いやぁ、それ無理ではないですかね。職人ってまともなの私しかいませんよ?他みんな魔物ですから…。
「えと、それはお断りしておいてもらえますか。無理だと思いますので。」
「絶対でしょうか?」
「絶対です」
「…まあ、そう言われると思い、全て断っております。アン様の名前も言っておりませんからご安心ください。」
「ありがとうございます。」
「それで…ですね。冒険者ギルドに加担するというわけではないのですが…もし、職人方に渡して素材が少しでも余ったらそちらを売ってもらえないでしょうか。私共ではなく冒険者ギルドの方に。」
「余った素材…ですか?」
「はい。恐らく商人をしているアン様には確かに冒険者ランクというのは縁遠いものでしょう。しかし、ギルドにも規定がございます。低ランクであると不備が生じてしまうことがあります。」
「不備…」
「一応、ギルド員はランクで人を判断するなは頭に叩き込ませられているはずですが、他の人の目は違います。必ず一度は不快な気持ちにさらされてしまいます。それの予防策として、ランクは試験を受けるのはご気分に任せますがCには上げておいた方がよろしいかと思われます。」

ふむ、絡まれるということが減り、さらに予防策になる…ですか。

「もちろん、このままのランクであったとしてもこちら側がカバーを怠るというわけではありませんが、ランクが少しでも上の方がカバーがしやすいのです。」

お手数をおかけするのが減るということですね。そうなると…

「余った素材を納品することでランクが上がるという風に聞こえるのですが、よろしいのですか?最初、倒した魔物の数またはこなした依頼の数によってランクは徐々に上がるものだと聞いたものですから…異例ということになりませんか?」
「ここからは予測なのですが、アン様がお持ちのその素材が、討伐規定のランクが高いものばかりだと思われます。Fランクの冒険者がそれを狩取れるなんて広まってしまうと、他の被害が出てきてしまう可能性があるのです。」

自分がFであるが、Sランクの魔物に挑戦できる強さを持つのだから、やらせろなんていう人が出てくるかもしれない…と。

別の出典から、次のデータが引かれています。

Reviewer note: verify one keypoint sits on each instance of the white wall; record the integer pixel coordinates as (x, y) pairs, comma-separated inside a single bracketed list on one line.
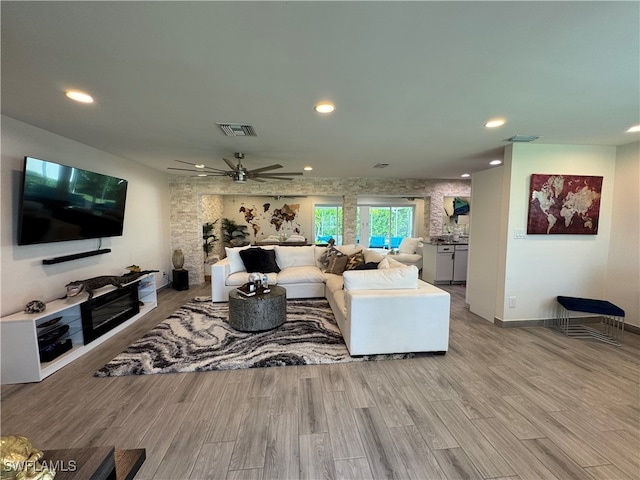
[(623, 274), (145, 241), (538, 268), (483, 269)]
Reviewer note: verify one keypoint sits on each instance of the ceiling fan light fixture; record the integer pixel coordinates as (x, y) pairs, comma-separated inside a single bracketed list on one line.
[(496, 122), (79, 96), (324, 107)]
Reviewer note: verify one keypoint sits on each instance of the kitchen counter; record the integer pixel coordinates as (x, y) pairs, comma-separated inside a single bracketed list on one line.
[(446, 241)]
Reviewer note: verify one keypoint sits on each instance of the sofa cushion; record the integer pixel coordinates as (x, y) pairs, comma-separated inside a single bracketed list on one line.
[(382, 279), (354, 261), (410, 245), (259, 260), (387, 262), (303, 256), (294, 275), (337, 263)]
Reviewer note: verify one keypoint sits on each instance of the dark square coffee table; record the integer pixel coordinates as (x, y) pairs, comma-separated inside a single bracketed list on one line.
[(263, 311)]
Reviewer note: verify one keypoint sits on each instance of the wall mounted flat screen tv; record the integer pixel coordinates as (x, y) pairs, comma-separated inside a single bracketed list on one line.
[(61, 203)]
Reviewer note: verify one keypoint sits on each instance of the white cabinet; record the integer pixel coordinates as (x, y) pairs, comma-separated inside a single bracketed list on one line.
[(444, 263), (20, 357), (460, 264)]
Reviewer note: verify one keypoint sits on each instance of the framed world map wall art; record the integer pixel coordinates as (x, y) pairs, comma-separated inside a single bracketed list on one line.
[(564, 204)]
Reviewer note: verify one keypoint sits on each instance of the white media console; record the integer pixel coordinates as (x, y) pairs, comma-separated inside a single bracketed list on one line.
[(20, 357)]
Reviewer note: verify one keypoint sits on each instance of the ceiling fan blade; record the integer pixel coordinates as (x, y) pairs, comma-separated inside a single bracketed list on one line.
[(280, 174), (232, 165), (264, 169), (269, 177), (205, 167)]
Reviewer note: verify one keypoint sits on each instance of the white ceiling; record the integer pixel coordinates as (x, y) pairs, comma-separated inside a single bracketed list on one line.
[(413, 82)]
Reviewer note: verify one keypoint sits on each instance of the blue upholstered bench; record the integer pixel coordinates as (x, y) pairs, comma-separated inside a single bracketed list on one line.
[(612, 319)]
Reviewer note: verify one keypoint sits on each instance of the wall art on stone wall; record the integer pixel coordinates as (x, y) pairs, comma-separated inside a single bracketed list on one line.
[(564, 204)]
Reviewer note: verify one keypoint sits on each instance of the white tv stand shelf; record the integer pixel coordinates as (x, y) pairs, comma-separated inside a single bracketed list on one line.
[(20, 357)]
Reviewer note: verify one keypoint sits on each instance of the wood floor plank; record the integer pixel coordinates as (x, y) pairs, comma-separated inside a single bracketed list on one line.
[(378, 445), (251, 444), (282, 456), (228, 413), (415, 454), (353, 469), (316, 462), (431, 427), (521, 460), (345, 440), (572, 445), (481, 452), (555, 459), (456, 464), (388, 401), (213, 461), (312, 417), (571, 403)]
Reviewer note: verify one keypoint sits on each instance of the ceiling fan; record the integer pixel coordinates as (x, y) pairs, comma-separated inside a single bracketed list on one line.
[(238, 172)]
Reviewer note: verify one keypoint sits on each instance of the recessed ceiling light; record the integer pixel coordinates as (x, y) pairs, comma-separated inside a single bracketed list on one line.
[(79, 96), (496, 122), (325, 107)]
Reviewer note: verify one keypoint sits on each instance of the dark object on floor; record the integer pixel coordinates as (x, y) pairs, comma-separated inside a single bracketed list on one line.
[(612, 319)]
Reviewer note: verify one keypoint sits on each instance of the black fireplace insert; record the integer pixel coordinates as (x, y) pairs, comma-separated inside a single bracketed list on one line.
[(101, 314)]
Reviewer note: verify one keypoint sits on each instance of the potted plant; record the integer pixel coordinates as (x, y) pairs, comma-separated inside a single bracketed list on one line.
[(235, 235)]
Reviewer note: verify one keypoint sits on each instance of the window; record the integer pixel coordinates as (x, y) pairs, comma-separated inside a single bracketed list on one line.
[(384, 226), (328, 223)]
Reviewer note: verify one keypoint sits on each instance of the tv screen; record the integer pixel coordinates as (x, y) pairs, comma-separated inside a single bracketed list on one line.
[(61, 203)]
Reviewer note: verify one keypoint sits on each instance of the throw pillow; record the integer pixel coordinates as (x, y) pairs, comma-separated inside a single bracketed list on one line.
[(337, 262), (354, 260), (235, 261), (409, 245), (326, 255), (367, 266), (259, 260)]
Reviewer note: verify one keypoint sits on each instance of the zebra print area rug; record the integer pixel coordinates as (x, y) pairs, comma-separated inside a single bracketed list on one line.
[(197, 338)]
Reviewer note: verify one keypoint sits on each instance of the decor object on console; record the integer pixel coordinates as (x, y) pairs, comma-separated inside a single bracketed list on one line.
[(208, 237), (20, 460), (91, 284), (564, 204), (35, 306), (177, 259)]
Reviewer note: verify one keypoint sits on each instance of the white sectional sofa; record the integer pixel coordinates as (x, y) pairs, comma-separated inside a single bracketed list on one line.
[(379, 311)]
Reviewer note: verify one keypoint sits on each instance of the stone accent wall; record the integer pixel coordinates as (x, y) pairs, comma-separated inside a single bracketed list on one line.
[(191, 207)]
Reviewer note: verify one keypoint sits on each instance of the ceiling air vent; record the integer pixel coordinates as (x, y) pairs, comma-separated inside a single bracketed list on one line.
[(237, 130), (522, 138)]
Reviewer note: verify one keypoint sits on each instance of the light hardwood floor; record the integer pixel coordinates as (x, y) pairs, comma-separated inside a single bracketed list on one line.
[(524, 403)]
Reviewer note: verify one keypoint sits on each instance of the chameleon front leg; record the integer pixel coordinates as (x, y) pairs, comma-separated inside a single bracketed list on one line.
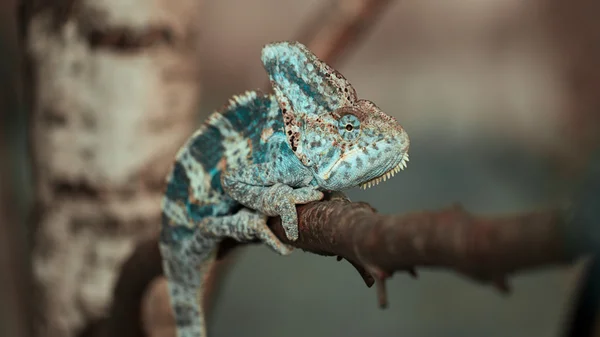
[(268, 189), (187, 263)]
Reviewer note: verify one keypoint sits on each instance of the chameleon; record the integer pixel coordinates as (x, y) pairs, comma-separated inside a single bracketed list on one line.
[(261, 155)]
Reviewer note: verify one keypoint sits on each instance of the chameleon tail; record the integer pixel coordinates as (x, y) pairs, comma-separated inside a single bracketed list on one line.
[(186, 280)]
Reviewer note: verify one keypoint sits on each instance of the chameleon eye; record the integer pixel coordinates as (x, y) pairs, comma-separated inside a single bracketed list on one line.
[(349, 127)]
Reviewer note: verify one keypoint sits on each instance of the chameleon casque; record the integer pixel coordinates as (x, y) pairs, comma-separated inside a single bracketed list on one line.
[(261, 155)]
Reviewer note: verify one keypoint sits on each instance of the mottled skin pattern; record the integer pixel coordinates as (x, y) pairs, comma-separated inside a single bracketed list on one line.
[(260, 156)]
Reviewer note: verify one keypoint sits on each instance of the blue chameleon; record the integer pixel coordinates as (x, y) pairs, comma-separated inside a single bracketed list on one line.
[(260, 156)]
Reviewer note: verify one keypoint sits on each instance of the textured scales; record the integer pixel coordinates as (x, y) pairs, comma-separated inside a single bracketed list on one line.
[(260, 156)]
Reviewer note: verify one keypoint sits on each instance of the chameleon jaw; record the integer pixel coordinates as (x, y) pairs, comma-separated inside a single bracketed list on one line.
[(401, 166)]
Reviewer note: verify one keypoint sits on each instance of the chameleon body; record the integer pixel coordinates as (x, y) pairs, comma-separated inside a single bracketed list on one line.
[(261, 155)]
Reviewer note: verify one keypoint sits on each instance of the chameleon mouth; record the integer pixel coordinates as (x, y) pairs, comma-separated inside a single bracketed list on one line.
[(401, 166)]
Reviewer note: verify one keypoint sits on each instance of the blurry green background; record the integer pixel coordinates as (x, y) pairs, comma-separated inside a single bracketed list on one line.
[(480, 86)]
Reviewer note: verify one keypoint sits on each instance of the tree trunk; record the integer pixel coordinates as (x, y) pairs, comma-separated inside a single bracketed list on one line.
[(113, 88)]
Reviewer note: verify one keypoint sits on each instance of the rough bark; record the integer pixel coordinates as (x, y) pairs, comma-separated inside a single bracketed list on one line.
[(113, 88)]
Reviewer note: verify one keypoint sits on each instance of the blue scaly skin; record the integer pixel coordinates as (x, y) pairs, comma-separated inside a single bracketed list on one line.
[(262, 155)]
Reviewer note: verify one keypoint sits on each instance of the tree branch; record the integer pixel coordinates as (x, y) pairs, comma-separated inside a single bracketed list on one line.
[(485, 249)]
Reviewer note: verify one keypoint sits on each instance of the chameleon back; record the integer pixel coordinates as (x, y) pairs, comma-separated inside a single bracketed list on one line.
[(238, 134)]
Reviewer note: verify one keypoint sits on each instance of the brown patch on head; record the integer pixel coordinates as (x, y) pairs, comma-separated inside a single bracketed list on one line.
[(266, 134), (222, 164)]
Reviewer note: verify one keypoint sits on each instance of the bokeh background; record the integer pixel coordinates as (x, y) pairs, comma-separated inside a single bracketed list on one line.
[(498, 97)]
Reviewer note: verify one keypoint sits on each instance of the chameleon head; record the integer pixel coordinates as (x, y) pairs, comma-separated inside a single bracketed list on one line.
[(343, 140), (356, 145)]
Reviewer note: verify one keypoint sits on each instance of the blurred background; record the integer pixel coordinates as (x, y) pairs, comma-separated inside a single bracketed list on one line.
[(499, 98)]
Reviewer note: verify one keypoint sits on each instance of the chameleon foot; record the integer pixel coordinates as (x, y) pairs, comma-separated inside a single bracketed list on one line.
[(282, 200)]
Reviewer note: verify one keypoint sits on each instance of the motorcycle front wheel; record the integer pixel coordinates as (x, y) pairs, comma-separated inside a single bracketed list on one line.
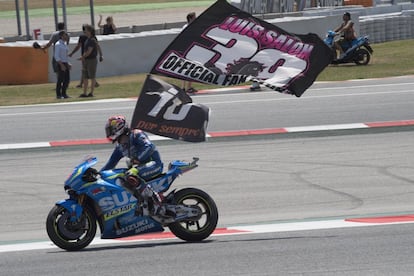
[(200, 228), (70, 236), (362, 57)]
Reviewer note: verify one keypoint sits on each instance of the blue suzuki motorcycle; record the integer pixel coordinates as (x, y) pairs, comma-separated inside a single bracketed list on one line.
[(98, 197), (358, 51)]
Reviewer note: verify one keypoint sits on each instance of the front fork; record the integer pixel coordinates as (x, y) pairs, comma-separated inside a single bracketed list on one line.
[(74, 206)]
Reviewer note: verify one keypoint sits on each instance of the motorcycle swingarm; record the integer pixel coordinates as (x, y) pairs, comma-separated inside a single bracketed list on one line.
[(73, 207)]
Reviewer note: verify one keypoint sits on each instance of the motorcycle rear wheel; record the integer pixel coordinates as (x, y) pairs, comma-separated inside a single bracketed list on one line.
[(202, 227), (362, 57), (68, 235)]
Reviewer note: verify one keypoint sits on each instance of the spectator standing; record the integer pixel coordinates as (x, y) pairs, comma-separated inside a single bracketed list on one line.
[(187, 85), (63, 65), (347, 34), (81, 45), (52, 41), (89, 61), (109, 27)]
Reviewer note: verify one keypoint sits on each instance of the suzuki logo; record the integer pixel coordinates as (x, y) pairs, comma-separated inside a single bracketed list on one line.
[(116, 200)]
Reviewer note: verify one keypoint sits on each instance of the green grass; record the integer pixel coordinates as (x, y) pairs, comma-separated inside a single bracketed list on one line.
[(389, 59), (105, 7)]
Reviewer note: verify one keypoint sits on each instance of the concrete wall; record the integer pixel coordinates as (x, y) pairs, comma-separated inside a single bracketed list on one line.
[(124, 54), (132, 53)]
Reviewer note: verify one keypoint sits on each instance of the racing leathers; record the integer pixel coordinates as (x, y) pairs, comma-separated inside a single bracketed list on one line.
[(146, 164)]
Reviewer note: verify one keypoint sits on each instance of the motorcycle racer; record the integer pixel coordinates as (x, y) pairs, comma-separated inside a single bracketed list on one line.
[(144, 158)]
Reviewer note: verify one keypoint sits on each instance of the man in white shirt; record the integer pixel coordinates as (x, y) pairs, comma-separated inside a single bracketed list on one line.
[(63, 65)]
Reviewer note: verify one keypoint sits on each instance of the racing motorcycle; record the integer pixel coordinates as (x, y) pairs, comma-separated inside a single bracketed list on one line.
[(99, 197), (359, 51)]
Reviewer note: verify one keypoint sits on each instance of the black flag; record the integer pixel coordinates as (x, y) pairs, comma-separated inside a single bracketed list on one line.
[(165, 109), (227, 46)]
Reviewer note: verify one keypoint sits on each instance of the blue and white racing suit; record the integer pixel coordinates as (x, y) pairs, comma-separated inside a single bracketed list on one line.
[(141, 151)]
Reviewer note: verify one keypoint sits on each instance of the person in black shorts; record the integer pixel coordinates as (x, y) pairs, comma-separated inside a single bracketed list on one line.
[(81, 43), (89, 61)]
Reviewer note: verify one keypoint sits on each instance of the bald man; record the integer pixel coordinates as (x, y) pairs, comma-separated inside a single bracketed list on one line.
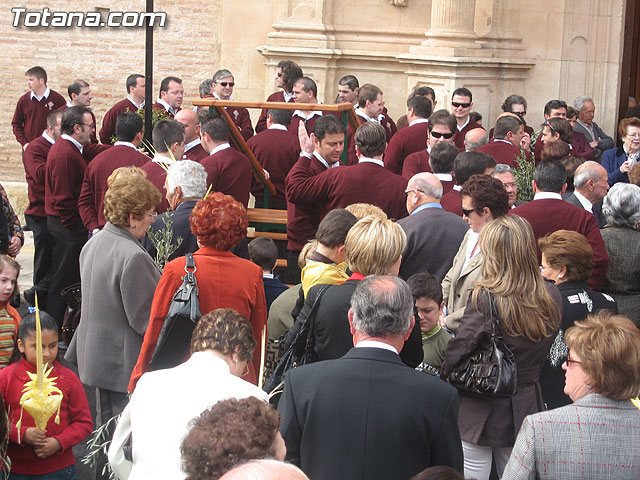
[(193, 149), (591, 186), (433, 234), (475, 138), (266, 469)]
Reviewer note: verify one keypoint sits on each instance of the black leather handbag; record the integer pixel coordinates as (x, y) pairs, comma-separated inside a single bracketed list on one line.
[(491, 370), (174, 340), (300, 352)]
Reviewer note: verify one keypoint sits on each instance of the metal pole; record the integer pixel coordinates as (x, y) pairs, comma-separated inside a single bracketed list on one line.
[(148, 73)]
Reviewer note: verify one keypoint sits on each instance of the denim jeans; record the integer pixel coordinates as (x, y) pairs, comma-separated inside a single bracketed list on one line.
[(68, 473)]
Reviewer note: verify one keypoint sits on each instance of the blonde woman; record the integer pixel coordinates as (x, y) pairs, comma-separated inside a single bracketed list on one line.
[(528, 310)]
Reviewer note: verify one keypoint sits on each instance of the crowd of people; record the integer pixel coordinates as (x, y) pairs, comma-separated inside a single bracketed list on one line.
[(409, 247)]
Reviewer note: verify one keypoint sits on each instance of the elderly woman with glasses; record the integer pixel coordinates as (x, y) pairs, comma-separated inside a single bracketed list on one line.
[(567, 260), (598, 435), (619, 161), (118, 280), (621, 209)]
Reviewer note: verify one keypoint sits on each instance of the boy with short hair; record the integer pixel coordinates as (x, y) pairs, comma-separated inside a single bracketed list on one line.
[(326, 265), (30, 117), (427, 295), (264, 253)]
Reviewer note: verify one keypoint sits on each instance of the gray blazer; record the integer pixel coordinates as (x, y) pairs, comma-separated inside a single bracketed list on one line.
[(458, 284), (605, 142), (118, 280), (594, 438)]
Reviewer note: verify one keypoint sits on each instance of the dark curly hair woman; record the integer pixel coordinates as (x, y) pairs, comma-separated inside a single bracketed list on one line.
[(224, 280), (229, 433)]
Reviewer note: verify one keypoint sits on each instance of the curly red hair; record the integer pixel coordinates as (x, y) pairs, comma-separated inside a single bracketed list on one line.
[(219, 221)]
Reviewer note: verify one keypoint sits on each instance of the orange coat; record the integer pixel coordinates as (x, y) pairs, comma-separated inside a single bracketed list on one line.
[(224, 281)]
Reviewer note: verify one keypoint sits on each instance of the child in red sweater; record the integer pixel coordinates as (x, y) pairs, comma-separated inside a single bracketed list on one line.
[(45, 454)]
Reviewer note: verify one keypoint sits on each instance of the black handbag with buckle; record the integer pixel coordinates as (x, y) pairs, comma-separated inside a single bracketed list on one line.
[(491, 370), (174, 340)]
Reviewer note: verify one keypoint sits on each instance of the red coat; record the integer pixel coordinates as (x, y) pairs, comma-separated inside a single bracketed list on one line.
[(35, 167), (417, 162), (338, 187), (452, 202), (30, 117), (458, 138), (549, 215), (405, 142), (503, 152), (94, 185), (229, 172), (64, 176), (224, 281), (109, 121), (277, 151), (302, 218), (75, 419), (262, 121)]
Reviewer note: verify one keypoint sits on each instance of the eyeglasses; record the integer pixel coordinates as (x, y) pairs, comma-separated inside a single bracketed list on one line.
[(467, 212), (438, 135)]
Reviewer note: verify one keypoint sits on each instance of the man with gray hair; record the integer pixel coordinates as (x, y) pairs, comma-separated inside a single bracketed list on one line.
[(433, 234), (598, 140), (223, 84), (590, 187), (370, 415), (186, 184)]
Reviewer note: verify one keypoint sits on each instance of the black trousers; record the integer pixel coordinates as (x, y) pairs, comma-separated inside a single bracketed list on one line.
[(67, 244), (43, 246)]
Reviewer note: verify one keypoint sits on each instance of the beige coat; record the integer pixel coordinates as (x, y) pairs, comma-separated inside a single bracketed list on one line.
[(458, 284)]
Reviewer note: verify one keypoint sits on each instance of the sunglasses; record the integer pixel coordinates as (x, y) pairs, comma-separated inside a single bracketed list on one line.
[(438, 135), (467, 212)]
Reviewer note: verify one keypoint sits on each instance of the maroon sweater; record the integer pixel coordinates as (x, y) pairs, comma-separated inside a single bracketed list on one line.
[(458, 138), (35, 167), (303, 219), (277, 151), (417, 162), (405, 142), (229, 172), (549, 215), (30, 117), (94, 186), (63, 182), (365, 182), (109, 121), (262, 121)]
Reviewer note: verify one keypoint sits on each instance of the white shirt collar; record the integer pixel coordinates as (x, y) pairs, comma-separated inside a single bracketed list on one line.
[(545, 195), (219, 148), (73, 140), (447, 177), (138, 106), (46, 93), (126, 144), (371, 160), (584, 201), (419, 120), (48, 138), (191, 144), (167, 107), (360, 113), (376, 344), (460, 128)]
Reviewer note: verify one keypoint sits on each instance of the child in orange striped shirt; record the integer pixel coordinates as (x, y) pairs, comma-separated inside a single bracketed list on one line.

ランクによって挑戦できる討伐依頼があるのに、私が狂わせてしまうと。

「ふむ、わかりました。そういうことなら仕方ありません。素材はいくつ出せばよろしいでしょうか?皆さん、タランジールやオーガホースという名を出すと驚かれていたので、今所持しているあまりの素材をどうしようか悩んでたところだったのです。」
「…もし、ですが。この提案がなかった場合どうしていましたか?」
「そうですねぇ…ここで消費できそうになかったら他でも無理でしょうし…その辺の活火山の溶岩に投げ入れてますかねぇ。」

ほとんど燃えるゴミですし。

「…よ、よかったぁ!!レヴィさん!ありがとおおおお!!」
「…提案してよかったとホッとしてます…」
「捨てるの勿体無いなーって思ってたとこなんです。こちらこそ助かります。」
「ランクが上がった後も定期的に売ることをお勧めいたします。こちらとしても助かりますから。」
「そうなのですか?ならそういたしましょう。」

といってもかなり数がありますから少しずつにしましょうか。

「ではギルドの方に行きましょう」
「「はい」」

小さいものから売っていくことに。
鑑定するごとにルーマさんの意識が飛び欠けてましたが、FからCまでランクは上がって行きました。

「なんだなんだ。この騒ぎは」

素材を納品し終わり、ギルドを出る時立派な武装をした集団とすれ違います。周囲の反応を少し伺うとSランク冒険者パーティという人たちのようです。

ま、私には関係ありませんから、そのまま素通り、用事は終わったのでラトくんのところにと足を運びます。

しかし私はその後に大きな声で話し出した。すれ違った人たちの言葉を聞き足を止めました。